Diğerleri kadar çaresiz ve mutsuz hissediyordu Kader’de, sanki o birden bire hayatlarına girip tüm kapıları ardına kadar açan Nihal gitmiş, onunla vakit geçirmekten sıkılan, dertleşmektense sessizce gitmesini bekliyor hissi veren birine dönüşmüştü.

“Bir şeyi mi eksik yaptım? Onu kırdım da farkında mı değilim acaba?” demişti Perihan hanıma o da.

“Üzülüyor kızım işte, o da bilmiyor ne yaptığını?” diyebilmişti kadıncağız sadece. Mesude’den sonra şimdi Nihal’e bakıyordu. Hepsinde yıprananın bu kız olduğunu izlemişti. “Adını Kader değil, Keder koymalılarmış bu kızın diyordu kendi kendine. Nihal bir kere “Turhan varken gelmesin kimse demişti sadece!”

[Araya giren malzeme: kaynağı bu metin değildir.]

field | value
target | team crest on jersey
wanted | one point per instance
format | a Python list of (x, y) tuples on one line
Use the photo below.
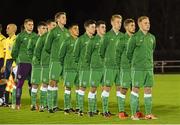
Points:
[(25, 38), (19, 76), (152, 41), (68, 83), (67, 34), (53, 76), (44, 79)]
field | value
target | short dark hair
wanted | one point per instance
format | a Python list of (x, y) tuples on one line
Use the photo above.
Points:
[(142, 18), (89, 22), (58, 14), (127, 21), (0, 27), (28, 20), (50, 21), (42, 23), (72, 24), (99, 22), (116, 16)]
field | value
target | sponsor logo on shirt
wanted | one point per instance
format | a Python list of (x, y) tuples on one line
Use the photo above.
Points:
[(25, 38)]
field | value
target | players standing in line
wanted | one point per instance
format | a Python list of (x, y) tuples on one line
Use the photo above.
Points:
[(36, 68), (107, 52), (19, 54), (140, 53), (96, 65), (83, 67), (44, 59), (70, 67), (11, 31), (52, 46)]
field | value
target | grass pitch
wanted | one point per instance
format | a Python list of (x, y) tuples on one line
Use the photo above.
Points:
[(166, 106)]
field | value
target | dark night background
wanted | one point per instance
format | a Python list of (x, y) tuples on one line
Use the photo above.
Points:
[(164, 16)]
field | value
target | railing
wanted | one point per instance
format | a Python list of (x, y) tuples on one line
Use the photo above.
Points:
[(169, 65)]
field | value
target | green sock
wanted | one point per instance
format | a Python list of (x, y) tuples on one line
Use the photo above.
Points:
[(14, 96), (133, 102), (33, 96), (148, 103), (105, 96), (67, 99), (77, 102), (91, 104), (81, 100), (43, 97), (95, 104), (50, 98), (138, 106), (91, 100), (121, 102), (55, 97)]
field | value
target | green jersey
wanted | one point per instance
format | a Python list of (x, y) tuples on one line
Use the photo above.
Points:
[(66, 54), (79, 52), (38, 50), (107, 49), (140, 51), (121, 50), (92, 53), (54, 40), (21, 51)]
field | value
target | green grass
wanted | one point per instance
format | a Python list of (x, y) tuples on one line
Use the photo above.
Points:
[(166, 106)]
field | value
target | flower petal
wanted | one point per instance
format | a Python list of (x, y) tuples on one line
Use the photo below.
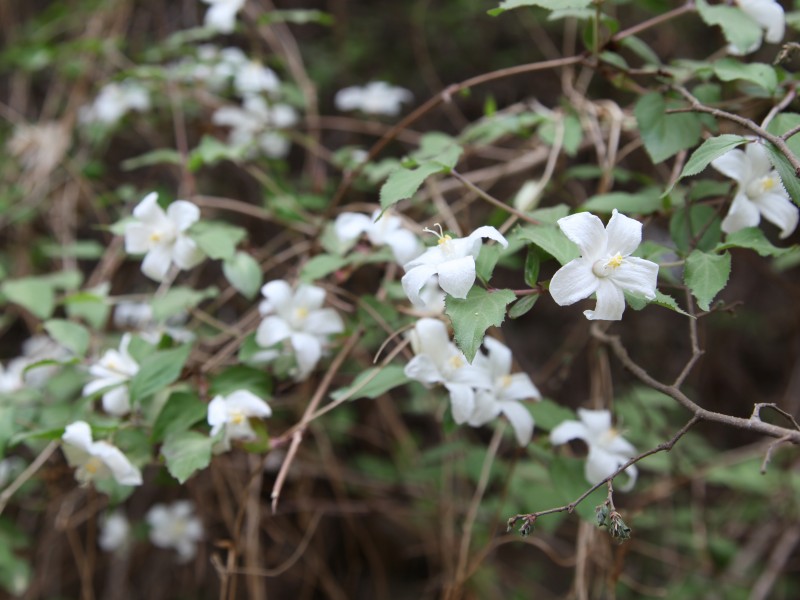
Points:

Mete ile Kader’den başka gelen yoktu zaten. O zaman biraz garipsemişti Perihan hanım Nihal’in söylediğini. Kader’de şimdi bunları anlatınca kafası karışmıştı. Kız zaten akşama kalmamıştı hiç bir zaman. Mete’de hastaneye uzak olmadıkları için öğlen arasında uğrayıp gidiyordu. Hastanede çalıştığı için çok sık gelmek istemediğini söylemişti ama Nihal’in ruh hali kötüye gittikçe de uzak duramıyordu.

“Sahiden huyu değişti bu kızın! Kocasını mı kıskanıyor bu kızdan acaba?” diye geçirmişti Perihan hanım aklından ama Nihal’in öyle bir kız olmadığını bildiğinden çabucak attı zihninden bunları.

“Son zamanlarda çok sabah programı izledin herhalde Perihan!” diye söylendi kendi kendine.

Kimse Nihal’in içinde gerçekte neler olduğunu bilmiyordu. Ta ki bir akşam üzeri yeniden fenalaşıp hastaneye kaldırılana kadar. Perihan hanım ona çay ve kurabiye getirdiği sırada doğrulacakken fenalaşıp geçivermişti kendinden Nihal. Perihan hanım tembihli olduğundan hemen aramıştı hastaneyi ve ambulans yedi sekiz dakika içinde alıp götürmüştü ikisini. Öyle ki Turhan ve Kader’i arayıp olanı diyene kadar çalmıştı kapı.